Um möglichst viele Zuschauer online abzuholen, setzt RTL II unterdessen auf die beiden YouTube-Stars Bibi (BibisBeautyPalace) und Maren Merkel alias Mary M., die während des gesamten Ausstrahlungszeitraums in Clips auf den diversen "Popstars"-Kanälen über die Vorgänge berichten werden. Hinzu kommen "Promiflash"-Berichte zwischen den nach wie vor sehr erfolgreichen Vorabend-Soaps "Köln 50667" und "Berlin - Tag & Nacht".
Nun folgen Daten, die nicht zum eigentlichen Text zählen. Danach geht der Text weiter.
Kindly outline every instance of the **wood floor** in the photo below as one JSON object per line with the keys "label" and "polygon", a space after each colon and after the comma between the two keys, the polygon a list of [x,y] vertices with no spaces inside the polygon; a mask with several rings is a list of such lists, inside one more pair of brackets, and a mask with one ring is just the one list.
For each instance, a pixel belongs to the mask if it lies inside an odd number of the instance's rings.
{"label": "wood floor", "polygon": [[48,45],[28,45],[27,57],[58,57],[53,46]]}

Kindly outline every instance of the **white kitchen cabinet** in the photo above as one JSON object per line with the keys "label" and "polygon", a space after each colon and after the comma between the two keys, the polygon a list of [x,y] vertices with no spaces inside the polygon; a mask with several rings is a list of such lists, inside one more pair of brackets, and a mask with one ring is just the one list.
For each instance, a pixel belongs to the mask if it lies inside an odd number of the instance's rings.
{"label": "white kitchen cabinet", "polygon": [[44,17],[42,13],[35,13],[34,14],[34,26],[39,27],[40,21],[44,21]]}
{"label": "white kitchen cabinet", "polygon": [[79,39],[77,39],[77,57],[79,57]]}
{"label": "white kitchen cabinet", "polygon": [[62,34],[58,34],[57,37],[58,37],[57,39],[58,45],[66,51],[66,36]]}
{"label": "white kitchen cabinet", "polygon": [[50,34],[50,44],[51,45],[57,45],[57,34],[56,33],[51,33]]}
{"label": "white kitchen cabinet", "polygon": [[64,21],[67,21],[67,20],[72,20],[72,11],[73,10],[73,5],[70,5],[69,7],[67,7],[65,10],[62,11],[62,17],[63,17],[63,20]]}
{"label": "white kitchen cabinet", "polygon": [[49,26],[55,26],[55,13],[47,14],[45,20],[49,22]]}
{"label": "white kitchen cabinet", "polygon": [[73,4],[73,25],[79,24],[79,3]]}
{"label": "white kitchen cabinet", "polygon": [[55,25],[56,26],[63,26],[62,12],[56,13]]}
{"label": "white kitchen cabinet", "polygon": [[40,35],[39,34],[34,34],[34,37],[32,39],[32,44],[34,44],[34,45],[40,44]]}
Bleibt die Frage nach den Erfolgsaussichten für die Rückkehr von "Popstars" zu RTL II. Dass ProSieben gerade einen bitteren Flop im Castingbereich hinnehmen musste, hat man in Grünwald sehr wohl zur Kenntnis genommen. Ob das nun ein gutes oder ein schlechtes Omen für "Popstars" ist, will man aber lieber nicht kommentieren. Stattdessen sagt Programmchef Tom Zwiessler: "Ich glaube nicht, dass Genres tot sind. Das Casting-Genre war schon einmal tot - und dann kam 'The Voice'." Und nun eben noch einmal "Popstars". An eine Quotenprognose traut sich Zwiessler indes nicht. "Man weiß es immer erst hinterher", gibt er sich zurückhaltend, wohl wissend, dass die "Mutter aller Castingshows" schon einmal ihren sicher geglaubten Platz im deutschen Fernsehen verlor.